Why did I cab home last night?
Because you said you were drunk, sad, and someone called you a hooker.
He didn't know it yet but he was about to go down on me.
Would it be too much if i wore depends to new moon so i dont miss any of it?
Just saw a commercial bout this girl that lost 54 lbs on a taco bell diet. so thats my excuse.
Time to do stuff I know I'll have to hide from my grandkids one day and everyone at next weekends wedding.
do you have any idea how hard it is to keep a boner while another dude is writing on your dick in sharpie?
the fact that i already established a hook up buddy for thanksgiving break is genius
Her delivery came. She's ordered a pack of 144 condoms.
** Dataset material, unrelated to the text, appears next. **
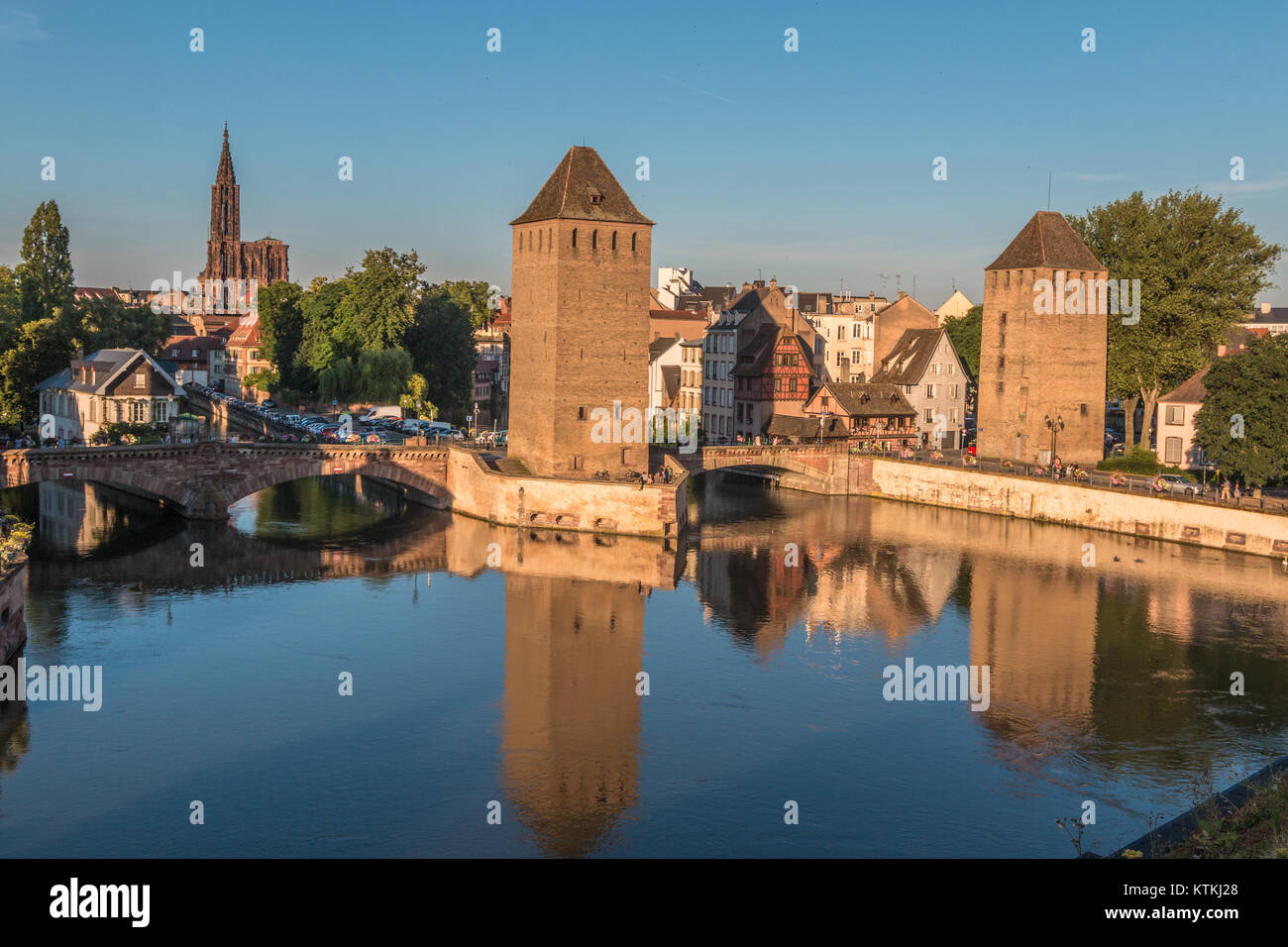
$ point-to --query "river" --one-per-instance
(497, 706)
I have the WORST cramps EVER. I think this is gods way of saying 'you're welcome, last warning. stop being a slut.'
I kinda got drunk and threw my debit card into a bonfire so I don't have any money at the moment lol.
My manager said you offered to make out with him to ensure I keep my job if I didn't show up to work today
I just added Tubthumping to the playlist for tonight. This is going to make or break the party.
I didn't think this needed to be said, but our sexts are an emoji free zone
It's not as funny as it sounds. I shit myself at the company Christmas party.
The dicks good but it's not two trains and a bus good.